Хурита растерялась, она хотела увидеть горе и отчаяние этих людей, а они такое печальное известие восприняли очень спокойно, вернее, никак не восприняли, будто их девочка топится по три раза в день. Скандалистка набрала побольше воздуха, чтоб крик получился громче (чтоб этих людей наконец-то проняло), но так и застыла с надутыми щеками – на заборе сидела Листвяна, мокрая и голая. Вместо крика у Хуриты получился выдох-всхлип:
– Утопленница! Сама пришла! Они всегда за кем-то приходят! И она пришла…

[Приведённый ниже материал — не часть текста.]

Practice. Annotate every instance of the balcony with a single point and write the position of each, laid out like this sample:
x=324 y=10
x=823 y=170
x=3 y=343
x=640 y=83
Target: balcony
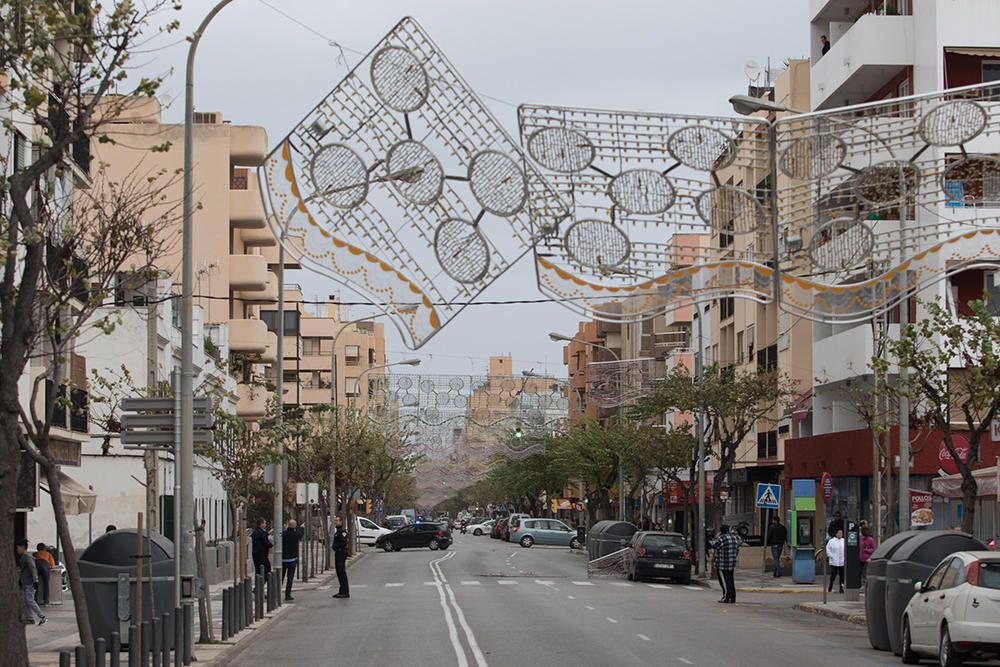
x=247 y=336
x=248 y=273
x=866 y=57
x=251 y=401
x=247 y=145
x=267 y=295
x=258 y=238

– Наверное, за тем, кто видел, как она тонет, и не попытался её спасти или позвать на помощь, – спокойно сообщил Тул, возвращаясь к своему занятию. А Сурима, словно забывшая о недоброй вестнице, ласково обратилась к утопленнице:
– Листвяночка, ты не голодная?
– Не-а, – отрицательно покачала головой девочка и сообщила: – У русалок свадьба была, меня там и угостили.
– Где? – невпопад спросила Хурита.
– Свадьба где? – переспросила Листвяна и сама же ответила: – На дне, конечно, там и угостили, спросишь чем? Червяками и пиявками!

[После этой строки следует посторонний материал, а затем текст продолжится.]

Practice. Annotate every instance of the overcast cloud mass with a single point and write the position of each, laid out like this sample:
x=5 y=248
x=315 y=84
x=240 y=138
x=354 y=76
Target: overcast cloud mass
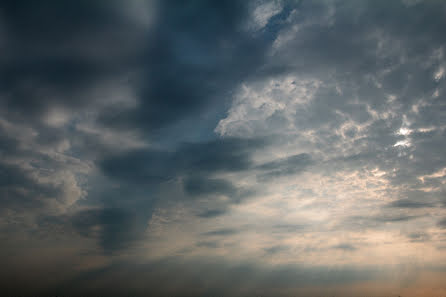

Ошарашенная Хурита не заметила ехидности в ответе девочки, а та, подмигнув своим домашним, предложила сельской сплетнице:
– А хочешь, и тебя угостим? – Листвяна повернулась к реке и позвала: – Мусутук! Мусутук!
Когда оттуда, к удивлению всех присутствующих, появился водяной, а потом русалка, девочка распорядилась:
– Мусутук, достань пиявку, пожирнее!
Водяной кивнул и исчез под водой и через мгновение вынырнул с пиявкой, толстой и длиной в три пальца. Подняв её над головой, сообщил:
– Вот, самая толстая!
Хурита, завизжав, бросилась со двора. Водяной недоуменно проводив её глазами, поинтересовался:
– Чего это она? Листвяна, а зачем тебе эта противная пиявка?

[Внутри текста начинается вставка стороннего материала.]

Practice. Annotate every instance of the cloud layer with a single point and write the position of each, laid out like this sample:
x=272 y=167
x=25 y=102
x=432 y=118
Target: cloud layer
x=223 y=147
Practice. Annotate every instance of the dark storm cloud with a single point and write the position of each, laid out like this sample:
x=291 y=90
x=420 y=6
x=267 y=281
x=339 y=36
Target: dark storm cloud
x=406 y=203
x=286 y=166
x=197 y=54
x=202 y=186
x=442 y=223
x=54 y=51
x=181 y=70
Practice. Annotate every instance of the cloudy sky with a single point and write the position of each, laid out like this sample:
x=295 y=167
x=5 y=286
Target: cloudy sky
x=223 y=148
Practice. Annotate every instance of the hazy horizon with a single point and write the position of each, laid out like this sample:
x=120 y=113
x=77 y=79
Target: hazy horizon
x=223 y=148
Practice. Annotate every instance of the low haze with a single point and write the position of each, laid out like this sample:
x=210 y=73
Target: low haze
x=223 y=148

– Вот для этого, – хихикнула девочка, махнув рукой вслед убежавшей женщине. Потом представила речных жителей: – Это Сулье и Мусутук, это у них была свадьба, они меня провожают, чтоб мне не скучно было.
– А как же охранный круг, он же не должен был их пропустить? – поинтересовался Тул. Листвяна пожала плечами:
– Они же со мной!
– Листвяночка, хочешь молочка? – спросила Сурима и, услышав обычное «ага», пошла в дом за крынкой.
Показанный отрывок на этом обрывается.